Streaming-capable High-performance Architecture of Learned Image Compression Codecs
This work addresses performance bottlenecks for practical deployment of learned image compression in real-time applications like streaming, though it is incremental as it builds on existing codecs.
The paper tackles the slow runtime performance of learned image compression codecs by introducing a multi-threaded pipelining and optimized memory architecture that enables asynchronous GPU-CPU execution, achieving excellent throughput and latency improvements without modifying neural models, as demonstrated in a real-time video streaming application on an embedded device.

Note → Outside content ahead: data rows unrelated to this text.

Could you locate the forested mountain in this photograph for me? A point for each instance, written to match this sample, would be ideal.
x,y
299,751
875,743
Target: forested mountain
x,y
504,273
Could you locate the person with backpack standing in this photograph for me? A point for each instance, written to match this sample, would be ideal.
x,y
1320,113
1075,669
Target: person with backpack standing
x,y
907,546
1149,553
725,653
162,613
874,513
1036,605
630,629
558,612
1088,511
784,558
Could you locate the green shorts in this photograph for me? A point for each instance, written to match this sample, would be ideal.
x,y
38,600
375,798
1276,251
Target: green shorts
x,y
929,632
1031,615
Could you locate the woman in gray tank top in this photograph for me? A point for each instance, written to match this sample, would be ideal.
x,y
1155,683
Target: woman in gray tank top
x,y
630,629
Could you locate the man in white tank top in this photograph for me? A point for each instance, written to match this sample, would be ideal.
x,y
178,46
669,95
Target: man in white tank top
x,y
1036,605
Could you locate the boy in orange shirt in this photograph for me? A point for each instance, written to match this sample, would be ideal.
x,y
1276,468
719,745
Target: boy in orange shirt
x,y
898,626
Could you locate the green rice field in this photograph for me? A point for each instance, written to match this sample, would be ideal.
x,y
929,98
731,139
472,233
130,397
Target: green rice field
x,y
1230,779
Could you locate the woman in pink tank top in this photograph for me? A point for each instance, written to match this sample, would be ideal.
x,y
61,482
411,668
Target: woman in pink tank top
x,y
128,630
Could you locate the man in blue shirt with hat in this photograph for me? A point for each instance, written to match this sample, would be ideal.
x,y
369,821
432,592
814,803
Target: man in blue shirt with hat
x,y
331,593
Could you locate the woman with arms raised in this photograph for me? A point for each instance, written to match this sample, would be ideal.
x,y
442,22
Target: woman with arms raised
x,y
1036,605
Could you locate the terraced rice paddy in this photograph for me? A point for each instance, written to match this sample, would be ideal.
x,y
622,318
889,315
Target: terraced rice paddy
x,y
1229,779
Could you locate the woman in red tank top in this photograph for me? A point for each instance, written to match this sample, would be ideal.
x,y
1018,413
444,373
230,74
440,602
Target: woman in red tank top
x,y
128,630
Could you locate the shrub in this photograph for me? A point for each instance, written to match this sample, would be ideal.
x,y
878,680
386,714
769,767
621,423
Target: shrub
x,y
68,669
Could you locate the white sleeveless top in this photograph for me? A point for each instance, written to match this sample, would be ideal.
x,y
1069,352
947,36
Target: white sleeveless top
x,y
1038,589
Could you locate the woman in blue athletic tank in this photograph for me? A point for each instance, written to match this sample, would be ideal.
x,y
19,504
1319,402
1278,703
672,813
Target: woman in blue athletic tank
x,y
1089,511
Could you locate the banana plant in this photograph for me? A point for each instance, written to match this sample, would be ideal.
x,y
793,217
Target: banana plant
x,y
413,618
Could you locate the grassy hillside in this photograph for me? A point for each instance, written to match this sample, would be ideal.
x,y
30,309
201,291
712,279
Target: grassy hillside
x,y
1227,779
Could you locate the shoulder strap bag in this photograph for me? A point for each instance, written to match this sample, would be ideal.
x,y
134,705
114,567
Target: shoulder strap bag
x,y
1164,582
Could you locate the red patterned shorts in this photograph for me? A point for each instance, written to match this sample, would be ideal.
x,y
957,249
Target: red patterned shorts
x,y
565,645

Learned image compression allows achieving state-of-the-art accuracy and compression ratios, but their relatively slow runtime performance limits their usage. While previous attempts on optimizing learned image codecs focused more on the neural model and entropy coding, we present an alternative method to improving the runtime performance of various learned image compression models. We introduce multi-threaded pipelining and an optimized memory model to enable GPU and CPU workloads asynchronous execution, fully taking advantage of computational resources. Our architecture alone already produces excellent performance without any change to the neural model itself. We also demonstrate that combining our architecture with previous tweaks to the neural models can further improve runtime performance. We show that our implementations excel in throughput and latency compared to the baseline and demonstrate the performance of our implementations by creating a real-time video streaming encoder-decoder sample application, with the encoder running on an embedded device.